Hazırlanan programın yoğun ve sürekli olarak uygulanabilmesi için iş bölümü yapılarak özel eğitim uzmanları, anne, baba, birincil bakıcı, sınıf öğretmeni, stajyer öğrenci ve gönüllüden oluşan bir ekip kurulması ve eğitimin bu ekip tarafından paylaşılarak sürdürülmesi gerekmektedir.

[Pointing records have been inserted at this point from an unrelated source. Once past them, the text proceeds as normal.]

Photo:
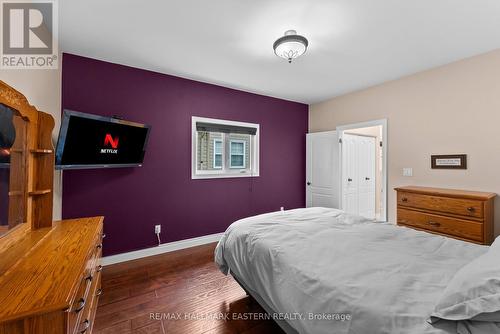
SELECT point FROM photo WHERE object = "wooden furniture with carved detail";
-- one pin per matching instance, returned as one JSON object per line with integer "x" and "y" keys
{"x": 50, "y": 272}
{"x": 460, "y": 214}
{"x": 51, "y": 279}
{"x": 32, "y": 162}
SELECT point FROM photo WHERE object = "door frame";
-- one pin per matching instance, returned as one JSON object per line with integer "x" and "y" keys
{"x": 308, "y": 136}
{"x": 340, "y": 132}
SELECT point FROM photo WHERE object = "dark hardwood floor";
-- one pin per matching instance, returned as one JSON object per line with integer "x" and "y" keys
{"x": 177, "y": 292}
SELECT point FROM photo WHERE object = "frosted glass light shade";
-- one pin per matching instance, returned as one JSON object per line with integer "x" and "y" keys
{"x": 290, "y": 46}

OSB çocukların her biri aynı yetersizlik derecesinde ve yaşta olsa bile birbirlerinden farklıdır, kendilerine özgü özellikleri bulunmaktadır. Bu farklılıklarından dolayı gereksinimleri de farklılaşmaktadır ve bu gereksinimlerinin karşılanabilmesi için farklı destek ve eğitim hizmetleri sağlanmalıdır.

OSB Tanılı Çocukların Eğitim Ortamları

OSB olan çocuğa sahip ailelerin yukarıda belirtilen eğitim-öğretim ortamlarına ilişkin merak ettikleri pek çok soru bulunmaktadır. Örneğin:

“Çocuğum için en iyi ortam hangisidir?”

“OSB olan çocuk için genel sınıf ortamlarında normal gelişim gösteren akranları ile birlikte eğitilmesi mi yoksa ayrı bir okulda akranlarından ve toplumdan ayrı kalarak ayrıştırılmış biçimde eğitilmesi mi iyi?

Bu sorulara cevap ararken birçok etkeni göz önünde bulundurmak gerekmektedir

Çocuğun tanısı ve yetersizlik düzeyi değil;

  • En çok amaç gerçekleştireceği, en fazla davranış değişikliğinin olacağı ortam,
  • Normal gelişim gösteren akranları ile en fazla zaman geçirebileceği ortam,
  • Ailenin beklentileri,
  • Okulun ailenin yerleşim bölgesine yakınlığı,
  • Eğitim ortamlarında görev alan öğretmenlerin ve diğer uzmanların OSB konusundaki bilgi ve deneyimleri
  • Eğitim ortamlarındaki fiziksel düzenlemeler ve uygulkanabilecek öğretim yönetemleri ve kullanılan materyaller gibi etmenler
  • OSB olan çocuk ve ailesi için en uygun eğitim ortamlarının belirlenmesinde önemlidir.